Creating high-quality social media content that people want to share requires you to adopt a relationship marketing mindset as you plan your social media strategy.  Your content should be about creating personal relationships with your current and prospective customers, speaking to them directly, and inspiring them to share information about your offerings with the people they know. They’ll want to do this because what you’re creating is so useful and well done.


Often, when people are wondering how to build their social media followings or how to become a micro-influencer, they feel inclined to overuse trending hashtags or to tag popular accounts (in the hopes that larger accounts will share to their own audiences) to increase the number of eyeballs on their posts. This approach isn’t the best use of time or effort.  A sounder strategy is to create really, really good content that your followers will feel called to share with their own followers: they’ll do the work for you.  Again, this is where we see overlap between social media strategy and relationship marketing: invest energy in the people who love your work, create personalized content for them, and they’ll do the legwork of sharing the positive gospel with more qualified customers just like them.


The core of this strategy, and this upward spiral of growing social media followers, is to pause when you are working on each and every piece of content, and ask, “Is this shareable?”  Pause and get specific: why would someone share this?


As you are drafting your social media content, here are some suggested thought starters to use to examine each and every post you plan to publish:

“Would the person reading this feel that they would be increasing their social capital or doing their followers a service by sharing this content?”

“Would the person reading this be inclined to stop mid-scroll and really consider what they’ve just read?”

“Is what I am writing novel in a way that a thought leader in my industry would re-tweet this tweet, to get his or her own followers thinking in a new way about our shared area of expertise? “

“Does what I’ve posted add to the conversation?”

“Is my caption sufficiently compelling that when someone shared my post to their stories, they would take the time to add text to their story— ‘Read the caption’— because their followers would find what I wrote really interesting?”

“Is my blog post or latest newsletter so helpful that someone would read it and immediately start thinking of the people they’d want to forward it to, because it is so useful?”

“Does this content inspire someone to leave a comment?  Can I strengthen someone’s connection with my brand by creating a space for them to share their story or their perspective on this post?” 


When using community-driven platforms like Facebook, Instagram, Substack, or LinkedIn, lead with whether your post inspires people to share their own story.  Would someone read your post and feel so seen that they take a few minutes—maybe longer—out of their day to comment with their own experience or perspective?
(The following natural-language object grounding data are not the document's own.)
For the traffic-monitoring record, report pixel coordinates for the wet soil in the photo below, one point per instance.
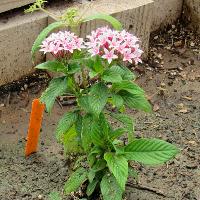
(172, 83)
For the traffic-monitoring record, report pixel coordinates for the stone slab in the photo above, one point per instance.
(166, 12)
(6, 5)
(16, 39)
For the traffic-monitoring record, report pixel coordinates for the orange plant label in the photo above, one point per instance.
(34, 127)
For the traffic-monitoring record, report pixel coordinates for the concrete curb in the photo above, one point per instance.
(11, 4)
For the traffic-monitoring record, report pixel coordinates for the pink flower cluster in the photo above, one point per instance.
(111, 44)
(62, 42)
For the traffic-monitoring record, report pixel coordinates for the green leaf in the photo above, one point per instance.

Would they return to the original post throughout the day to see how others have reacted to their perspective or to engage with other followers?


While this is a separate topic entirely, if your social media content creates the opportunity for community and connection in the comments, there is a possibility that your followers will become “mutuals” with one another.  “Mutuals” are online friends who typically keep in touch via DM, exchanging content related to their shared interests and developing a relationship over time.  Some mutuals move the conversation over to text message or email and make plans to meet in real life, but most mutuals have intensely meaningful, personal relationships that exist entirely in their direct messages folder). When people make meaningful relationships through the online community that you’ve created through your social media content, this creates a level of brand loyalty that the world’s most extravagant Google Ad spend simply could not achieve.


But, before your social media properties can become online hubs for human connection, scale back somewhat: when you’re posting anything, ask yourself each and every time, “Is this shareable?”